Up to this point of the conversation it had been obvious the two men were not speaking freely. Williams was hesitating and laconic beyond his custom; Leigh was too vivacious, tired, exhausted. During the pauses of their talk the pair frequently looked at one another in a way which would have provoked enquiry.

Mr. Williams at last made a backward jerk of his head at the potman, and then a sideway nod of his head towards the door leading into the bar-parlour. The gesture meant plainly, "Shall I get rid of him?"

Leigh nodded quickly and cordially.

"Tom," said the landlord, turning fully round and putting his back against the bar, "the bitter is off. Go down and put on another."

"Right, sir," said Tom, as he hurried away.

As soon as he was out of view, and before he could be heard among the casks and pipes, Mr. Williams turned round and said, leaning over the counter and speaking in a whisper: "He's gone. No one can hear now."

Mr. Leigh sprinkled some eau-de-cologne from a tiny silver flask in his palm, buried his face in his hands and inhaled the perfume greedily. "Hah! That is so refreshing. Hah!" The long lean hands, with the glossy shining black hairs, shook as he held them an inch from his face. The withdrawal of the potman seemed to have relieved him of restraint.

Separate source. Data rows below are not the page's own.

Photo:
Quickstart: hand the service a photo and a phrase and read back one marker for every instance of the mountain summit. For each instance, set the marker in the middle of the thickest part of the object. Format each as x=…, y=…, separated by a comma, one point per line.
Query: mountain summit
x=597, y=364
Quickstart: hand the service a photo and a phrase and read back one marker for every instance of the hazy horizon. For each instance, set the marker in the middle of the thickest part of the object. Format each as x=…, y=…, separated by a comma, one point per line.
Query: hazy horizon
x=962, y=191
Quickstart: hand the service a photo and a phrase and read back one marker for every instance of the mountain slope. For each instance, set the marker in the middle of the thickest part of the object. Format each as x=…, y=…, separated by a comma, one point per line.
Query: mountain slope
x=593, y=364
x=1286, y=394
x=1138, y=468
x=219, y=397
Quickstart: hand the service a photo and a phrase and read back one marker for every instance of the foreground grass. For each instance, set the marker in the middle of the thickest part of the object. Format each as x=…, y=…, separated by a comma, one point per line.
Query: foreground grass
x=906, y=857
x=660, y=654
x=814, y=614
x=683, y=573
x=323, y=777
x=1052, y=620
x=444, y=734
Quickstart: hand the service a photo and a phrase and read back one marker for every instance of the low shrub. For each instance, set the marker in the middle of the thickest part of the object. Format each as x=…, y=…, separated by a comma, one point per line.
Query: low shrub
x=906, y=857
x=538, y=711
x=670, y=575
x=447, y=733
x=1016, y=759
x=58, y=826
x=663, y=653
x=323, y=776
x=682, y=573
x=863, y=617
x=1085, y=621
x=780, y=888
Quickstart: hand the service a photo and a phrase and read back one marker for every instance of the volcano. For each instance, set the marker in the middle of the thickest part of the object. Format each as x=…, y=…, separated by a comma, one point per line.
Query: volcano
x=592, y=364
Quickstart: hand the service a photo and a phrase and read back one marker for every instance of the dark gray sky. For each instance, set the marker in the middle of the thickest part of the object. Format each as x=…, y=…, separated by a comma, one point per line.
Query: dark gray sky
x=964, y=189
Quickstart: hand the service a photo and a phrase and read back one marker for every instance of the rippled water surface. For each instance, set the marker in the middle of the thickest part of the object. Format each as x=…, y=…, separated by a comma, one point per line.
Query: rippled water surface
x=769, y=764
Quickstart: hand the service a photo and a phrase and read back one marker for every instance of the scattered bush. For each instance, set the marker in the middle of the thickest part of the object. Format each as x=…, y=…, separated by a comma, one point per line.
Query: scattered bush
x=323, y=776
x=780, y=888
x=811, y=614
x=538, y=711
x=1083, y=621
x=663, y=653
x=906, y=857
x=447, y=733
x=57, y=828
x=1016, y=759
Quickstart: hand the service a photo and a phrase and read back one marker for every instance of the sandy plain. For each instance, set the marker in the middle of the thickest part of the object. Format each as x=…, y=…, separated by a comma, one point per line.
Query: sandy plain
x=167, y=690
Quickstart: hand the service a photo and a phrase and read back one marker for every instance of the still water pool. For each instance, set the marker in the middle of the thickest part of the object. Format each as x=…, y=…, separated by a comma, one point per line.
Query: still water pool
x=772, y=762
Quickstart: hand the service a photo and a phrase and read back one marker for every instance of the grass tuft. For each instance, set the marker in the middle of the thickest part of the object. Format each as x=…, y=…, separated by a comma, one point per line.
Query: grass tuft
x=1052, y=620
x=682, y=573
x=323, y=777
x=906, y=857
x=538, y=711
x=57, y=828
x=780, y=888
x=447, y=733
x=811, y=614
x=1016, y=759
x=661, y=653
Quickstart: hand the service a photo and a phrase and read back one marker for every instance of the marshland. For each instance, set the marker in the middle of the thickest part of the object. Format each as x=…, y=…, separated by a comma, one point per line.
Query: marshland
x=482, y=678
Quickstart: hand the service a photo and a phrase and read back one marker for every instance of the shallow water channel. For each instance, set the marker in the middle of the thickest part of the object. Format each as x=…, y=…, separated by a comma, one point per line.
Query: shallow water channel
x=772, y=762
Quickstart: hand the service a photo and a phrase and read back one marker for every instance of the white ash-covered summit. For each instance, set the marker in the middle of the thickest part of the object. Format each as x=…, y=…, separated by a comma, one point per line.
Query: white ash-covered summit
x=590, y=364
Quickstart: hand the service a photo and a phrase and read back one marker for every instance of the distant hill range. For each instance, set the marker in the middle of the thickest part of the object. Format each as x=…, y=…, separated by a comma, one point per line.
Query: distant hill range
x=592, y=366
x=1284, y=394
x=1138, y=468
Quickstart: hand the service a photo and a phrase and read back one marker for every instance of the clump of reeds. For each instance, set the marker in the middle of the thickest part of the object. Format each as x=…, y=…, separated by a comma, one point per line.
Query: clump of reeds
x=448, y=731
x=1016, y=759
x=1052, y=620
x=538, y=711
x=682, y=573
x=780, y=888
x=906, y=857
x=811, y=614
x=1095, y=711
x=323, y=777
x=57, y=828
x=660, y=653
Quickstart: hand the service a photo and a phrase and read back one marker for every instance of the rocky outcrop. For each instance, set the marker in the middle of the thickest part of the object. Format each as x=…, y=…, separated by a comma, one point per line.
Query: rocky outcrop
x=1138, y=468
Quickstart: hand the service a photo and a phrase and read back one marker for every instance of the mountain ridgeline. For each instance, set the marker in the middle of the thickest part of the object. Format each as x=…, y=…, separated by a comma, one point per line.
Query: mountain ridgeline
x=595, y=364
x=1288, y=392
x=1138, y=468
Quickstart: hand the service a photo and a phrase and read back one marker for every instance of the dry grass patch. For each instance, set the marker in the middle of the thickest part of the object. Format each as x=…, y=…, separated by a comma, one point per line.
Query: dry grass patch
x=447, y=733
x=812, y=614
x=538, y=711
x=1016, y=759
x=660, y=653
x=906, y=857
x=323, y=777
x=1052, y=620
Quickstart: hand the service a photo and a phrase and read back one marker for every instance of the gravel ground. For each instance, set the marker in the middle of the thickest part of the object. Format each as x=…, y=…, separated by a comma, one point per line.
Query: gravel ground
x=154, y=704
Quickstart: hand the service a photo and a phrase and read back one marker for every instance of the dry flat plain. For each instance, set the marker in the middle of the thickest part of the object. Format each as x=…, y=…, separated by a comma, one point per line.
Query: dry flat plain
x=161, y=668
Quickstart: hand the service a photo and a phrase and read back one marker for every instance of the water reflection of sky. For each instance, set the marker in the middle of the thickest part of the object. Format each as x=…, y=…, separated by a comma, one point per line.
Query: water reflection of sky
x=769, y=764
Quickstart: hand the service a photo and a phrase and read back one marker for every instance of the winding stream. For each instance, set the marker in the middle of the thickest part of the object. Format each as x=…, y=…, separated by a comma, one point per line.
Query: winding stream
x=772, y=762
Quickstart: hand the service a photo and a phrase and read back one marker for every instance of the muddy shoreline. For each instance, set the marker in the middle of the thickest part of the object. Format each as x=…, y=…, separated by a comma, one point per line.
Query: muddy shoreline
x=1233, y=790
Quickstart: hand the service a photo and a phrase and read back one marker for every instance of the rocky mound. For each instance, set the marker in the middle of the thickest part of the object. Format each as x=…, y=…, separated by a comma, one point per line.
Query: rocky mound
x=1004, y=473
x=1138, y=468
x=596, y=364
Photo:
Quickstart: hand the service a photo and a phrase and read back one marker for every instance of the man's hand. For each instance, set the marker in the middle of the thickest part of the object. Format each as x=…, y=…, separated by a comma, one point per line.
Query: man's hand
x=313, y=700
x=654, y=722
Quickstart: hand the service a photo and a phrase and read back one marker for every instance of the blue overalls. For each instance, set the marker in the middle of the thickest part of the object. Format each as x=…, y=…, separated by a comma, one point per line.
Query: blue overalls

"Well," he said, laying both his thumbs on the pewter top of the counter, and pressing hard with his forefingers under the leaf of the counter, "you were saying, Williams----?" He looked into the face of the other with quick blinking eyes and swayed his misshapen body slowly to and fro.

"I wasn't saying anything at all," said the landlord, raising his black, thin, smooth eyebrows half-way up his pallid, smooth, greasy forehead.

"I know," whispered Leigh eagerly. He now drew himself up close to the counter "I meant what you were going to say. Did you watch?" keenly and anxiously.